30Un juge justifie sa décision lorsqu'il constate que les dirigeants ont eu recours de façon répétée à des artifices pour éluder le paiement des impositions, obligeant l'Administration à procéder par voie de taxation d'office, alors que les transferts successifs du siège social rendaient impossible le recouvrement des impositions dues (cf. Cass. com 10 juillet 1989, DF 1989 n° 49 - 2314)

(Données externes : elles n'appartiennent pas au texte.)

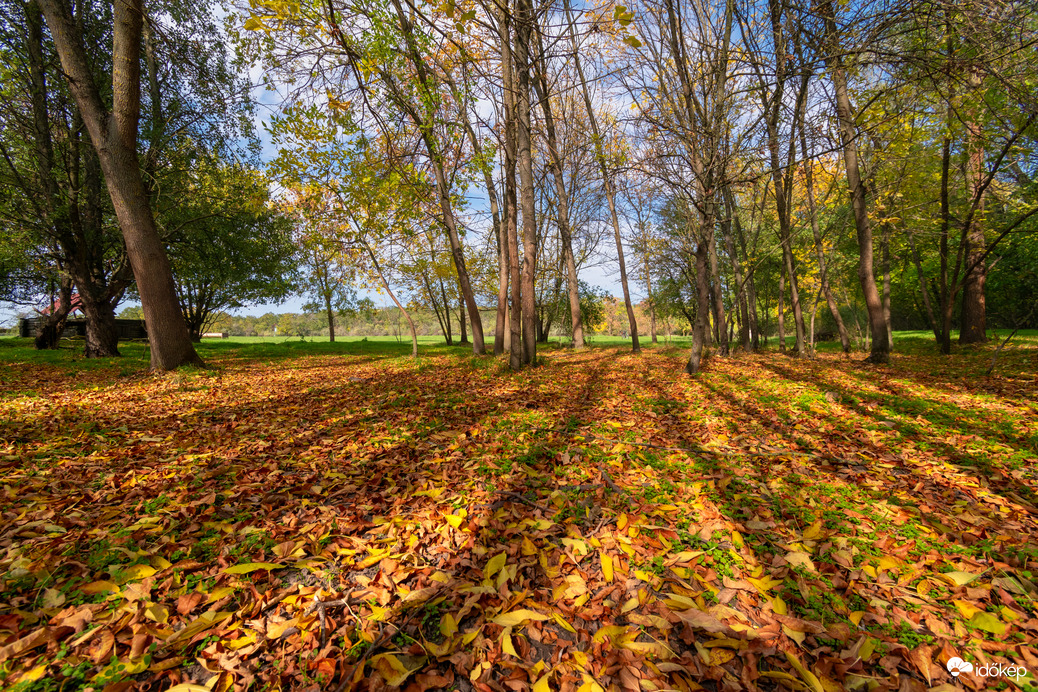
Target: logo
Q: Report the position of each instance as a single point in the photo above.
(957, 666)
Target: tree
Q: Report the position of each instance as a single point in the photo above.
(113, 133)
(233, 246)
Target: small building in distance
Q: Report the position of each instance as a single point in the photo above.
(128, 329)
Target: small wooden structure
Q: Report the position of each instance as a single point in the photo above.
(128, 329)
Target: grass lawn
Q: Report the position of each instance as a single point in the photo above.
(305, 515)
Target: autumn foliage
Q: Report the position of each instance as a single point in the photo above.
(354, 519)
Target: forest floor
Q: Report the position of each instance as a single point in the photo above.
(331, 517)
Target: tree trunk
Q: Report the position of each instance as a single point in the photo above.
(555, 163)
(609, 190)
(511, 202)
(652, 303)
(525, 164)
(114, 137)
(331, 319)
(392, 297)
(447, 334)
(884, 242)
(782, 309)
(720, 324)
(809, 176)
(49, 334)
(501, 340)
(973, 321)
(425, 122)
(102, 334)
(880, 351)
(461, 322)
(702, 308)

c. Impossibilité d'agir due à l'ouverture d'une procédure collective

31Le lien de causalité entre l'inobservation des obligations fiscales et l'impossibilité de recouvrer se trouve caractérisé lorsqu'en raison même des manquements auxdites obligations, l'élaboration des titres exécutoires nécessaires au recouvrement est intervenue à des dates précédant immédiatement ou suivant l'ouverture d'une procédure collective, de telle sorte que le Trésor n'est plus en mesure d'exercer utilement une action individuelle à l'encontre de la société débitrice.

Tel est le cas lorsque des minorations systématiques de déclaration de TVA ont obligé l'Administration à établir les impositions exigibles par voie de redressements (Cass. com. 11 février 1992 arrêt n° 268 D ; RJF 5/92 n° 747 - 1ère espèce - Cass. com. 7 décembre 1993 n° 1939 D) ou lorsque le dépôt sans paiement de plusieurs déclarations fiscales est intervenu tardivement peu avant ou après l'ouverture d'une procédure collective (Cass. com. 15 juillet 1992 arrêt n° 1322 D ; RJF 11/92 n° 1574).

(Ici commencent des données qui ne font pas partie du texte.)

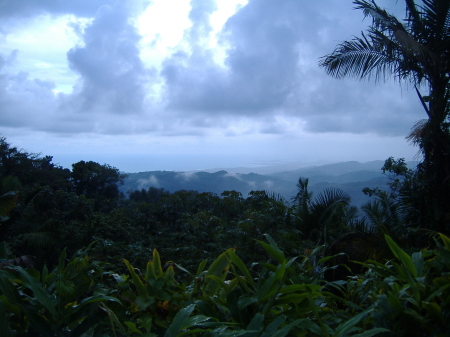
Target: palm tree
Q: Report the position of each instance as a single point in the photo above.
(316, 216)
(417, 51)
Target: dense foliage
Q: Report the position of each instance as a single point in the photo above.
(234, 265)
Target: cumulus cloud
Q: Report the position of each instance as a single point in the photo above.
(268, 83)
(24, 101)
(27, 8)
(271, 69)
(112, 73)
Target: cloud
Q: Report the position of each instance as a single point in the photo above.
(267, 82)
(28, 8)
(24, 101)
(271, 69)
(150, 181)
(112, 74)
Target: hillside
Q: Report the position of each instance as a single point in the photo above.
(350, 176)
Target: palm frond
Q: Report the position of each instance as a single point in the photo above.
(359, 58)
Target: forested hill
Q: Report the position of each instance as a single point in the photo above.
(350, 176)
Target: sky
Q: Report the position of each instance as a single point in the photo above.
(184, 85)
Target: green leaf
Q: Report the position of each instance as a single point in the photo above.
(446, 240)
(345, 328)
(371, 332)
(132, 327)
(256, 323)
(157, 263)
(5, 329)
(241, 266)
(180, 321)
(40, 294)
(286, 329)
(143, 302)
(276, 253)
(218, 268)
(201, 266)
(404, 258)
(141, 289)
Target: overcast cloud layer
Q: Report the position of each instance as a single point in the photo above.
(83, 77)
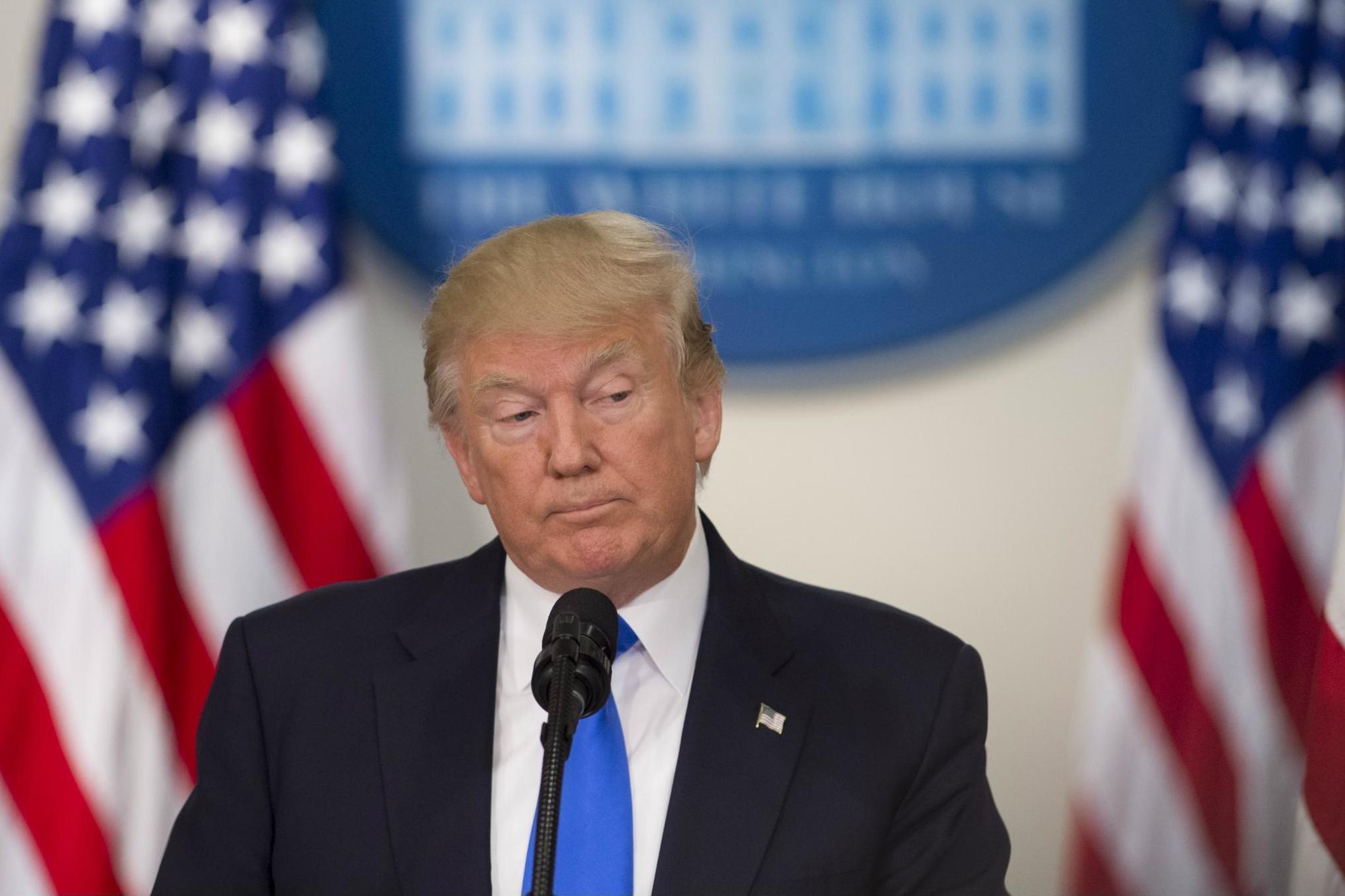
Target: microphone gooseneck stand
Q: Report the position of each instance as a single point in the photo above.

L'impossibilité de recouvrer est également établie lorsque le comptable ne peut poursuivre une action en paiement déjà engagée du fait de l'ouverture d'une procédure collective.

Tel est le cas lorsqu'après avoir authentifié sa créance et fait délivrer des mises en demeure, le receveur est privé de toute action par le dépôt de bilan de la société redevable (Cass. com. 4 mai 1993, arrêt n° 788 D, DF 1993 n° 1744).

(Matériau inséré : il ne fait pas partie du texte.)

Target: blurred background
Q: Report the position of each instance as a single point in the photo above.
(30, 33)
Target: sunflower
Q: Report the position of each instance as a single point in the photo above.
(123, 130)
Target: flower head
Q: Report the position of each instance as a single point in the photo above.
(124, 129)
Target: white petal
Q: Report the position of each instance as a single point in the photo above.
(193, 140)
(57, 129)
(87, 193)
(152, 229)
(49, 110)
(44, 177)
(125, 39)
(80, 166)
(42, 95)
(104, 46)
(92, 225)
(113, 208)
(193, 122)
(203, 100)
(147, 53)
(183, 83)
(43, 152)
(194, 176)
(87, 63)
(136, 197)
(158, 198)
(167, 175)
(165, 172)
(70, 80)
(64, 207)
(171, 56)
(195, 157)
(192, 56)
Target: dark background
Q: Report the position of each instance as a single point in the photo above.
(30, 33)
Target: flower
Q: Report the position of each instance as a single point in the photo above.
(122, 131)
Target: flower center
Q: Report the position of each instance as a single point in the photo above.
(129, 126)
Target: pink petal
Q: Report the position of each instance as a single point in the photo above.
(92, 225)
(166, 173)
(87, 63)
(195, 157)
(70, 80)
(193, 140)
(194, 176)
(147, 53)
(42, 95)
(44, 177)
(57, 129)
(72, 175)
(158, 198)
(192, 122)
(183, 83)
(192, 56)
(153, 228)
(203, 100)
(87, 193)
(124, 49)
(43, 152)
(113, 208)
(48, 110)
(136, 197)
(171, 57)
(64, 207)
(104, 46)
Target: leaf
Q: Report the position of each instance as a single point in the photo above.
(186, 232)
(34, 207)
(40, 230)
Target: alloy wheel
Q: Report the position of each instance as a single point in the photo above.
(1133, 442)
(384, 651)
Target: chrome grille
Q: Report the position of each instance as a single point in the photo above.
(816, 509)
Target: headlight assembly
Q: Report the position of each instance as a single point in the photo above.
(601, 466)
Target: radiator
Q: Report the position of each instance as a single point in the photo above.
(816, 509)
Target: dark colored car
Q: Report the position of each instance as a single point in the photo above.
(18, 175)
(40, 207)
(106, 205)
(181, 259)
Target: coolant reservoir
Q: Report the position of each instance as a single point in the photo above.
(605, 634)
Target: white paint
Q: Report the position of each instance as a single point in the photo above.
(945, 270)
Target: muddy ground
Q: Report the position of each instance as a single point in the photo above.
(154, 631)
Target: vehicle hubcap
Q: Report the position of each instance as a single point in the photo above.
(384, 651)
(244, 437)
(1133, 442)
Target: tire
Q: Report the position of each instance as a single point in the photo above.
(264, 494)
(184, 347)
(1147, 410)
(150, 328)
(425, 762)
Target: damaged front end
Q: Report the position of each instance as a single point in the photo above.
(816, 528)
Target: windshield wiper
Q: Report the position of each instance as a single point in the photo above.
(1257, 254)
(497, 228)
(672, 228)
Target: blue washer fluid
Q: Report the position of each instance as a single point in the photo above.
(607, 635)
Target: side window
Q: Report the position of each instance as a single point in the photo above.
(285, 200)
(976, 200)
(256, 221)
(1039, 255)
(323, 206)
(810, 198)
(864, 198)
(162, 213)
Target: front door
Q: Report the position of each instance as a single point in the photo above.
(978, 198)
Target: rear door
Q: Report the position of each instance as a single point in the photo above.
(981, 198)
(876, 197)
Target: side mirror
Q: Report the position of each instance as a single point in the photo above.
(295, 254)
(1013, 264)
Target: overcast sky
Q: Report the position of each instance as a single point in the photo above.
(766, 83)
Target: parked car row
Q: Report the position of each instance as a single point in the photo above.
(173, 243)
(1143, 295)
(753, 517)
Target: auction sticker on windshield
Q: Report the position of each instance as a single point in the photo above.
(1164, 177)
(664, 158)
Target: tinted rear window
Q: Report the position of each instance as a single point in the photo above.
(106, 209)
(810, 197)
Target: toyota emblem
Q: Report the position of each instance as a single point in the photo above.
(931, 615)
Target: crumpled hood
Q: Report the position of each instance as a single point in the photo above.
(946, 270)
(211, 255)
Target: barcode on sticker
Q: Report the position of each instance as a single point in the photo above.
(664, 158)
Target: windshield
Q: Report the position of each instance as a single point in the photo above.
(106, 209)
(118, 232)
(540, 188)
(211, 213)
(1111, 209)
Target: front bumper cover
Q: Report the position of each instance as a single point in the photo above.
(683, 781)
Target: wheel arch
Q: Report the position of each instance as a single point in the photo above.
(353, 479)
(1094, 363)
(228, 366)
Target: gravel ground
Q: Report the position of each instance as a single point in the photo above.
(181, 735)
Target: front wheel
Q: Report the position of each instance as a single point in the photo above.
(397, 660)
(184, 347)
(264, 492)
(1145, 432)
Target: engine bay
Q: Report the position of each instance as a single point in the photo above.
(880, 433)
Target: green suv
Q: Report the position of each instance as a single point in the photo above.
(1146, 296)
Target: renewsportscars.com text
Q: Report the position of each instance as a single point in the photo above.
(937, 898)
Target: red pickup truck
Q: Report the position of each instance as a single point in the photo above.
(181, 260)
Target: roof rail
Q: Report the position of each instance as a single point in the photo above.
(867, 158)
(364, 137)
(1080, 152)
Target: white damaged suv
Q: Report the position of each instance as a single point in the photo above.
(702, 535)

32Toutefois, l'appréciation du lien de causalité ne dépend pas du dénouement de cette procédure. C'est ainsi que le comptable n'a pas à démontrer que la réalisation de l'actif social ne pourrait suffire à l'apurement de la créance ni, à plus forte raison, que la personne morale est totalement insolvable (cf. Cass. com. 10 janvier 1989, arrêt n° 67 D - solution implicite ; rapp. Cass. com. 10 mars 1975, Bull. civ. IV n° 76 p. 62).

En revanche, le fait qu'un plan de redressement de la personne morale débitrice proposé par l'administrateur judiciaire et prévoyant le paiement échelonné et total des créances fiscales déclarées soit exécuté normalement, les versements au comptable des impôts étant effectués régulièrement, permet d'escompter à terme l'apurement final de la créance. Dès lors, l'impossibilité de recouvrer au sens des articles L 266 et L 267 n'est pas vérifiée et il ne peut être fait application de ces dispositions (Cass. com. 24 novembre 1992 n° 1782 D ; RJF 2/93 n° 285).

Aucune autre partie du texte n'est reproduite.